A state law required candidates for specific state offices to certify that they had taken a drug test and the results were negative. The test date is scheduled by the candidate anytime within 30 days prior to ballot qualification.
Whether the government’s process is designed to pursue the “special needs” set out in the statute?
No. The process the government attempted to implement is too inefficient to constitute an effective test.

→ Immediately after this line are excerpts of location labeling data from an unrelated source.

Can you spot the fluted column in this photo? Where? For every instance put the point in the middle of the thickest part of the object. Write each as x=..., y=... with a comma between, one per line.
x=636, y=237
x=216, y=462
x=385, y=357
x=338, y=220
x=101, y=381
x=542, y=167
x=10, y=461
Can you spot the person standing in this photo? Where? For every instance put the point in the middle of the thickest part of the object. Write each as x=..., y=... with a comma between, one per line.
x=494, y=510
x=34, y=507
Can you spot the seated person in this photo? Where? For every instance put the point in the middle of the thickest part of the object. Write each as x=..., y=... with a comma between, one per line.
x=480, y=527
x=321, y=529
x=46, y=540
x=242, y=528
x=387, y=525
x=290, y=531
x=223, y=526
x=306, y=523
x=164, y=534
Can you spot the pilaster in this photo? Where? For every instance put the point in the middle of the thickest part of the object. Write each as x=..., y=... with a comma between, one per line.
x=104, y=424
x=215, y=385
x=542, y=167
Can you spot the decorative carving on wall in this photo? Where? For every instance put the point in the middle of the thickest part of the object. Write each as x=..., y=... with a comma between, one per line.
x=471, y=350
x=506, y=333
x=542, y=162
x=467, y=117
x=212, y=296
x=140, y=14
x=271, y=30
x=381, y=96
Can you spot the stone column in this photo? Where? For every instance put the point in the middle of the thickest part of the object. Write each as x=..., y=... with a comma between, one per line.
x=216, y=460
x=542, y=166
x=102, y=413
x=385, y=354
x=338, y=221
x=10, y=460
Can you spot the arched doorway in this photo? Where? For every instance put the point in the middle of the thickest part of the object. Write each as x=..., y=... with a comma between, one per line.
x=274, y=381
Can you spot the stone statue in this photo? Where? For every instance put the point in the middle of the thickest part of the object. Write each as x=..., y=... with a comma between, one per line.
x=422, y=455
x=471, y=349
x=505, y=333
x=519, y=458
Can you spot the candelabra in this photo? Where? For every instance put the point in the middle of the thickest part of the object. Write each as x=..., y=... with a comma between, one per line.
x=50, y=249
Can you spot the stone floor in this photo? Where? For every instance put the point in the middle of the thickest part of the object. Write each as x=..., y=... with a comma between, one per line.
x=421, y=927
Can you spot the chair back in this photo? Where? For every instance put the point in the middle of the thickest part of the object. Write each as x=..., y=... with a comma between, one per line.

The Court held that “[W]hen such ‘special needs’–concerns other than crime detection–are alleged in justification of a Fourth Amendment intrusion, courts must undertake a context specific inquiry, examining closely the competing private and public interests advanced by the parties.” Where the public interests are substantial (as in Skinner, Vernonia and Von Raab), such warrantless, suspicionless searches are reasonable. However, each of these cases was warranted by a “special need.” In the case at hand, the Court noted that “Georgia’s certification requirement is not well designed to identify candidates who violate antidrug laws.” Candidates subject to the statute have notice of when the drug test is taking place. In fact, the candidates themselves schedule the drug tests. The government’s claim that these warrantless, suspicionless, special needs searches deters drug users from gaining high office within the state was not very persuasive. Likewise, the Court held that the state could produce no evidence that it currently had drug problems among its elected officials or that their officials perform risky, safety sensitive tasks.